Some Thoughts on Oracle Portal Sizing and Monitoring

July 6th, 2006 by Mark Rittman

I’m going in to one of our higher education clients next week
to do a healthcheck of their Oracle Application Server 9.0.4.
installation, prior to them going live with a new student records
system next September. One of my colleagues took a look at their
Discoverer deployment earlier in the summer, and this time they’re
looking for some validation around their use of Application Server in
general, and in particular their use of Oracle Portal through which
their new system is deployed. On the basis that it’s worth thinking
things through properly before you turn up on day one, I thought I’d
jot down a few ideas here to give things a bit of structure.

The customer has spent quite a bit of time and money on their
new system, and they need to make sure it works, and that
Oracle Portal can handle a large number of students logging in, viewing
their timetables and results, and enrolling on their student records
system. In particular, they want to review:

  1. Their proposed Oracle Application Server architecture, plus
    any supporting infrastructure databases
  2. Review the hardware sizing they’ve carried out, and if
    neccessary make recommendations to change this
  3. Make recommendations around Portal and Infrastructure
    performance tuning, together with recommendations around Portal
    deployment and development, and
  4. Review their arrangements for resilience and recovery for
    both the application server and the database.

Doing a performance healthcheck of an Oracle Application
Server deployment can get quite interesting as there are potentially so
many moving parts for you to review and understand.
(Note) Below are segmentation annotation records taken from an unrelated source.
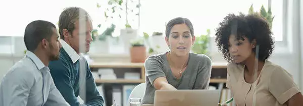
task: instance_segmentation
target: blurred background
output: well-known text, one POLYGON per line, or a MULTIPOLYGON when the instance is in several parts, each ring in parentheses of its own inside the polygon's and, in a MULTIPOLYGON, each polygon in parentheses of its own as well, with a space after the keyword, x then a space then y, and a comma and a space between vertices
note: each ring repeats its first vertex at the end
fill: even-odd
MULTIPOLYGON (((214 64, 224 66, 226 62, 218 52, 214 40, 219 22, 228 13, 248 14, 249 10, 265 10, 262 13, 265 18, 272 19, 274 17, 272 22, 269 22, 275 40, 275 51, 270 60, 291 74, 295 82, 303 89, 303 2, 300 0, 1 1, 0 81, 24 55, 23 36, 26 25, 33 21, 43 20, 58 28, 61 13, 69 7, 82 8, 92 18, 93 41, 90 51, 83 55, 92 71, 95 72, 95 79, 99 79, 96 83, 120 86, 118 88, 121 88, 121 85, 132 85, 129 88, 133 88, 134 85, 144 82, 142 61, 131 56, 147 57, 167 51, 165 26, 177 17, 187 18, 193 24, 197 39, 191 52, 206 54, 214 64), (140 50, 145 51, 145 54, 136 54, 140 50), (120 68, 124 67, 126 69, 120 68), (140 74, 136 74, 136 70, 140 74), (116 76, 106 77, 102 73, 116 76)), ((110 89, 117 91, 114 87, 110 89)))

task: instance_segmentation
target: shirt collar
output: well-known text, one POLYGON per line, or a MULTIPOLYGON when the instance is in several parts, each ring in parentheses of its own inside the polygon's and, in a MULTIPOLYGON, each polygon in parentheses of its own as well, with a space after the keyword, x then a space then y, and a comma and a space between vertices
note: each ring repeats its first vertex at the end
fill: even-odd
POLYGON ((38 57, 37 57, 37 56, 33 52, 28 50, 26 51, 25 55, 26 55, 33 61, 38 68, 38 70, 40 70, 41 69, 45 67, 45 65, 44 65, 41 60, 40 60, 40 59, 39 59, 39 58, 38 58, 38 57))
POLYGON ((76 52, 75 50, 72 48, 68 44, 65 42, 65 41, 60 39, 60 43, 62 46, 62 48, 64 49, 67 54, 69 56, 71 59, 73 61, 73 63, 76 63, 76 62, 80 58, 80 55, 76 52))

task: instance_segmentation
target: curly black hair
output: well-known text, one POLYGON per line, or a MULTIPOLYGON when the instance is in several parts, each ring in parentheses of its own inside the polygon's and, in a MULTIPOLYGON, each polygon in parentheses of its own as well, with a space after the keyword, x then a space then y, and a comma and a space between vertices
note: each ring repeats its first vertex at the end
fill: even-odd
MULTIPOLYGON (((267 21, 258 14, 239 15, 229 14, 216 29, 215 41, 219 51, 228 63, 233 62, 229 52, 228 40, 235 35, 238 40, 246 37, 248 41, 256 40, 259 45, 259 61, 264 61, 271 55, 274 48, 273 33, 267 21)), ((252 51, 256 52, 256 48, 252 51)))

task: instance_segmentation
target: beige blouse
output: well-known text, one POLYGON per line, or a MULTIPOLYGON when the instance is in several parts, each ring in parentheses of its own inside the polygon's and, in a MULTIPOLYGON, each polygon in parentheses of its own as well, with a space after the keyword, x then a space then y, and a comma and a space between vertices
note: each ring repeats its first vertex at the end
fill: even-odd
POLYGON ((256 101, 256 106, 286 105, 283 104, 300 92, 292 76, 280 66, 268 60, 266 60, 257 78, 257 85, 258 81, 250 84, 245 81, 244 68, 244 65, 236 64, 227 66, 226 87, 231 90, 234 100, 238 106, 252 106, 253 99, 256 101), (256 97, 252 99, 254 92, 256 97))

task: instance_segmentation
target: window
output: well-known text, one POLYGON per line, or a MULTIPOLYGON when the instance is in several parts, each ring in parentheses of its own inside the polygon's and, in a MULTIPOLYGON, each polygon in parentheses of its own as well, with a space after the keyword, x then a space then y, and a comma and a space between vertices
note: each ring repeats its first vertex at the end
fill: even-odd
POLYGON ((23 36, 26 25, 36 20, 49 21, 57 25, 63 9, 78 7, 86 10, 91 16, 93 25, 96 27, 104 14, 97 8, 97 2, 103 1, 53 0, 6 1, 0 3, 0 36, 23 36))
MULTIPOLYGON (((277 41, 281 41, 283 38, 282 3, 282 0, 272 3, 272 12, 275 16, 272 31, 277 41)), ((239 12, 248 14, 251 4, 255 11, 259 12, 262 5, 268 11, 268 1, 264 0, 141 0, 141 30, 148 33, 164 32, 166 23, 182 17, 189 19, 193 23, 195 36, 205 34, 209 29, 211 36, 214 37, 215 29, 227 14, 239 12)))

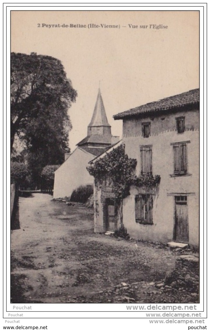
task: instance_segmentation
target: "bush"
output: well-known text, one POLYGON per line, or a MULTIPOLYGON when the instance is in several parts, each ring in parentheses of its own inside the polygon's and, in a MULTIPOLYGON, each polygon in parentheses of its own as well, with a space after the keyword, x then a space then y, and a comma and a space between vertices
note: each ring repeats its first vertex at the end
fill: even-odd
POLYGON ((85 203, 93 193, 93 188, 92 184, 80 186, 73 191, 70 198, 70 201, 85 203))
POLYGON ((126 240, 129 240, 130 238, 130 235, 127 233, 127 229, 123 224, 121 225, 120 228, 115 231, 114 236, 115 237, 121 237, 126 240))
POLYGON ((41 177, 46 181, 54 181, 55 172, 60 165, 47 165, 43 168, 41 173, 41 177))
POLYGON ((18 184, 23 183, 28 174, 27 166, 23 163, 12 162, 11 163, 11 182, 18 184))

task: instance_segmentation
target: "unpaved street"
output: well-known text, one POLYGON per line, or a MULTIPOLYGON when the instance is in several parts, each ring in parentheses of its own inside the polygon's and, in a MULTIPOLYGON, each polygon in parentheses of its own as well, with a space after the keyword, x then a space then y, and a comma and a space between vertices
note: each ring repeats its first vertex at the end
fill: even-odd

Starting off from
the application itself, it’s usually something built in Java (JSPs,
servlets etc), PL/SQL, Forms or similar, and it’s going to interact
with a database just like any other application – it might scale, it
might not, it might have bottlenecks and so on. When you get to the
application server, in Oracle’s case you’ve got WebCache, OC4J,
mod_plsql, the various application server tiers, the single sign-on
server, the infrastructure database and so on. Then you get down to the
server level, where you can use commands such as vmstat, sar, top, iostat or
utilities such as Orca
to monitor CPU load, memory usage or IO load over time. You can take a
more holistic view by using applications such as Grid
Control
to
present data from multiple tiers in a single view, but it’s very
difficult to monitor and diagnose performance problems across the whole
stack as not everything is instrumened and integrated.

In this case though, we can probably narrow down the
investigation to three main areas:

  1. Oracle Portal, i.e. have they sized their hardware
    sufficiently for the proposed load, and have they deployed it properly
  2. Is their overall Application Server deployment correct,
    does it load balance properly, cache properly, can it handle the load,
    and
  3. Have they deployed their databases correctly, i.e. are they
    resilient enough and can they cope with the load they’ll expect?

Now as this is only going to be a two day exercise, and part
of that will be set aside for the report write-up, we’re not going to
be able to go into too much detail, but if we ask the right questions
and know what to look for, it should be possible to give some initial
worthwhile recommendations fairly early on.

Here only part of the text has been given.